= A Short History of the Future =

Book by W. Warren Wagar

A Short History of the Future is a book by W. Warren Wagar which was first published in 1989 and underwent two substantive revisions (1992 and 1999). It is a fictitious narrative history of the ensuing two centuries, from the vantage point of the year 2200. The first version imagined a far more prominent role for the Soviet Union, which collapsed shortly after the publication. The final revision incorporates a brief section on the year 1989 as a revolutionary year.

== Content ==

The first section deals with the present time leading up to Wagar's idea of the seminal event of the 21st century — a devastating nuclear conflict between Europe and the United States which is subsequently known as the "catastrophe. What emerges after the "catastrophe" is a socialist world government, which lasts for the next hundred years until the "small revolution" of the late 22nd century, the description of which closes the book.

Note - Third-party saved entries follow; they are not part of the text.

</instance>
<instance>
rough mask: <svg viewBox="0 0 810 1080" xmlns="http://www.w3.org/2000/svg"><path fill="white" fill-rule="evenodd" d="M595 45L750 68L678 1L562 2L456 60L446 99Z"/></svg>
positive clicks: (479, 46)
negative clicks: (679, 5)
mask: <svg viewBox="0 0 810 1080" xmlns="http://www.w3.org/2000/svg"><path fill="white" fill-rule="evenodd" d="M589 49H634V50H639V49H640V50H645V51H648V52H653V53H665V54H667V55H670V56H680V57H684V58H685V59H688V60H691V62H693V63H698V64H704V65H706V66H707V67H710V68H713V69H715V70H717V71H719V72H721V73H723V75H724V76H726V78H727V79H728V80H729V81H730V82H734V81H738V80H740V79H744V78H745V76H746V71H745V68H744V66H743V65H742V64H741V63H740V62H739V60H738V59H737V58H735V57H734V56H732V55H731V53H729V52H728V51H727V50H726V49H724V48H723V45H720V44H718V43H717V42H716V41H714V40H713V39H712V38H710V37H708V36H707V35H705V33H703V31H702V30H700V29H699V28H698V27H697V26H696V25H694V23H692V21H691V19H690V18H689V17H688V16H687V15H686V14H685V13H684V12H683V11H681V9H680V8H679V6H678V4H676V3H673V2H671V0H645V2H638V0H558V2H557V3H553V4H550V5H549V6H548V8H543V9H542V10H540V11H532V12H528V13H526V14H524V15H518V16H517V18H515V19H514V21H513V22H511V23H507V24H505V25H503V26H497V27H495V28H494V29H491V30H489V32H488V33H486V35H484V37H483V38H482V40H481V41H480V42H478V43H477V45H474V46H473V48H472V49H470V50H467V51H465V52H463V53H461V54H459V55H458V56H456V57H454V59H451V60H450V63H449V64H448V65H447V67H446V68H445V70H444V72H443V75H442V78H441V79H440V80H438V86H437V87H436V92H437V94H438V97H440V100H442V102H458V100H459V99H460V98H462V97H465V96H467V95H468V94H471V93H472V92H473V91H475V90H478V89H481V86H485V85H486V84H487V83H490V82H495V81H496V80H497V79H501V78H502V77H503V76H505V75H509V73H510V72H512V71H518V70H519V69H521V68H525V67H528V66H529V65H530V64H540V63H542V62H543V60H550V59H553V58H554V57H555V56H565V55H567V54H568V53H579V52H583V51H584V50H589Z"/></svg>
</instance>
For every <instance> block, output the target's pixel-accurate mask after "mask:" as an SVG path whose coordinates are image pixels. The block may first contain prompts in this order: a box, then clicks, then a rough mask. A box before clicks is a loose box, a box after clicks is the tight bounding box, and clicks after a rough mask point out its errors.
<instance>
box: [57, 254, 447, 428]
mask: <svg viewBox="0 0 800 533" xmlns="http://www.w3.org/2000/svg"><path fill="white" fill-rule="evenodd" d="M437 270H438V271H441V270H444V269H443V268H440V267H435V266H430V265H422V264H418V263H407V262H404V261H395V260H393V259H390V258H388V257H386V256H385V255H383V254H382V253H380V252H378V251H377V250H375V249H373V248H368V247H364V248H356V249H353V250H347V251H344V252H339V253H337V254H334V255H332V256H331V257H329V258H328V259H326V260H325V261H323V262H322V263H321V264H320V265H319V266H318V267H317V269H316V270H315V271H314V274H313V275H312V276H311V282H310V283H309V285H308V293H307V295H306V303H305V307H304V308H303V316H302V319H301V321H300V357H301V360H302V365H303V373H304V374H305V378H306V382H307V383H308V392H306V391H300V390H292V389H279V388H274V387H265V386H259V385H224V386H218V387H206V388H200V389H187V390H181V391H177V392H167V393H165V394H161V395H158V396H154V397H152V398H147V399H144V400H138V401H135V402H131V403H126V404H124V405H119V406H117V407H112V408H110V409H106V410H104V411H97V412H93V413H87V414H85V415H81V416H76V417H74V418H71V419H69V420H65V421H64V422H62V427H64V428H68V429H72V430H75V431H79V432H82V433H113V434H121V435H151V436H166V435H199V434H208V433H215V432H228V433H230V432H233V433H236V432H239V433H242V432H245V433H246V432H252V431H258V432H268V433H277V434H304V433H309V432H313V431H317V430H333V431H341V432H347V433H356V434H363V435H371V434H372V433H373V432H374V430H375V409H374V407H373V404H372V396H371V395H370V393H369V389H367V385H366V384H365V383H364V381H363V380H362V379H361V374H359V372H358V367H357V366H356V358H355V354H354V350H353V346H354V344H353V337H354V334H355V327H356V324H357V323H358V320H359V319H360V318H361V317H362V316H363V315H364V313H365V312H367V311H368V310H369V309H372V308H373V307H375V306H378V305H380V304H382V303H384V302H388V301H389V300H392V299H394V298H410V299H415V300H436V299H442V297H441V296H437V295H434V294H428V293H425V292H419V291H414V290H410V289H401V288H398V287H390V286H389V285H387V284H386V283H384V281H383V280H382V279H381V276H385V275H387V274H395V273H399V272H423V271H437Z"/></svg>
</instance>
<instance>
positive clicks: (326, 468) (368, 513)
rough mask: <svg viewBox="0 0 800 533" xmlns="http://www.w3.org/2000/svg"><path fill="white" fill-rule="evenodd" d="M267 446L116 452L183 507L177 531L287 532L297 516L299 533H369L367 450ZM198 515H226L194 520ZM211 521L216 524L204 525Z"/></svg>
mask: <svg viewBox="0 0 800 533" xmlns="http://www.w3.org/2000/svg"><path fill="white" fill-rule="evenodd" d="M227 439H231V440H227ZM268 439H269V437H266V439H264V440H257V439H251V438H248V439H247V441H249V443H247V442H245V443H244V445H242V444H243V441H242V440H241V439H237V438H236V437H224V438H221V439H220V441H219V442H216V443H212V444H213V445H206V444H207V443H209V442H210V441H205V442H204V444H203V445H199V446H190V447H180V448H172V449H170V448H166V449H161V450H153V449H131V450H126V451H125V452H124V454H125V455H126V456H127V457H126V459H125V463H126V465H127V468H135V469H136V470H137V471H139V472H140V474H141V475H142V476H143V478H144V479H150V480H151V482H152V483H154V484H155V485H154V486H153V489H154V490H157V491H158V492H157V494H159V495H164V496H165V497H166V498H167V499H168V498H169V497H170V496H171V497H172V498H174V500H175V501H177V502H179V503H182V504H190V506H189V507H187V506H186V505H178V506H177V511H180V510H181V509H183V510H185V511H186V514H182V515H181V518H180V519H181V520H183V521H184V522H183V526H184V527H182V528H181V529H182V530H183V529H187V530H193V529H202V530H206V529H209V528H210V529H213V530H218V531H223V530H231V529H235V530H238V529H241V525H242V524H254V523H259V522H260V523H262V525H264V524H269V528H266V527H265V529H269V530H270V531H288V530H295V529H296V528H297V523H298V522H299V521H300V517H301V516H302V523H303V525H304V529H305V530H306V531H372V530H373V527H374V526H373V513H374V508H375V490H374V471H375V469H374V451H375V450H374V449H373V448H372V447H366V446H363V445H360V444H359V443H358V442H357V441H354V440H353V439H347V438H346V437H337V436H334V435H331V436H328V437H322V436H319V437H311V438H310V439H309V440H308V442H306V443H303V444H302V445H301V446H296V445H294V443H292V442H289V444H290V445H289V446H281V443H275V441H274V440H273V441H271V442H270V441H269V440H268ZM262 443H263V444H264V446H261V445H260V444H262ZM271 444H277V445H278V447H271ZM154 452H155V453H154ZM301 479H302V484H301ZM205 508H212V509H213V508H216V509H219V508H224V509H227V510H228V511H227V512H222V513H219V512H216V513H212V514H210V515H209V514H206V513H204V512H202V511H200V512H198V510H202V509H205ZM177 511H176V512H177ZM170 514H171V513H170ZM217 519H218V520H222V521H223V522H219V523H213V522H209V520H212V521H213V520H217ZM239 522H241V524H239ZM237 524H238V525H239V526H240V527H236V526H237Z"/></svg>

Central to the philosophy of the "world commonwealth government" which rises after the "catastrophe" is what Wagar calls "substantialism". Wagar once stated that what he called "substantialism" in the book was his recasting of the ideas of Jean Jaurès.

== Theoretical perspectives ==

Each chapter of A Short History of the Future concludes with a selection of a diary or correspondence to give the reader a sense of the daily life of the related periods. Along with the socio-political developments of the next two hundred years, Wagar also tries to imagine the consequences of solar system colonization, the extension of the life expectancy toward 175 years, and the revision of such things as the education system and professional work.

As a historian, Wagar essentially wanted to write a book in which one could fully explore what living in a truly socialist world might be like, or an anarchic one (represented by his Small Revolution). Both are continually offered as alternatives to global capitalism without such analysis. Criticism of the book suggested that Wagar was merely replaying the history of the 20th Century along a lengthier timeline.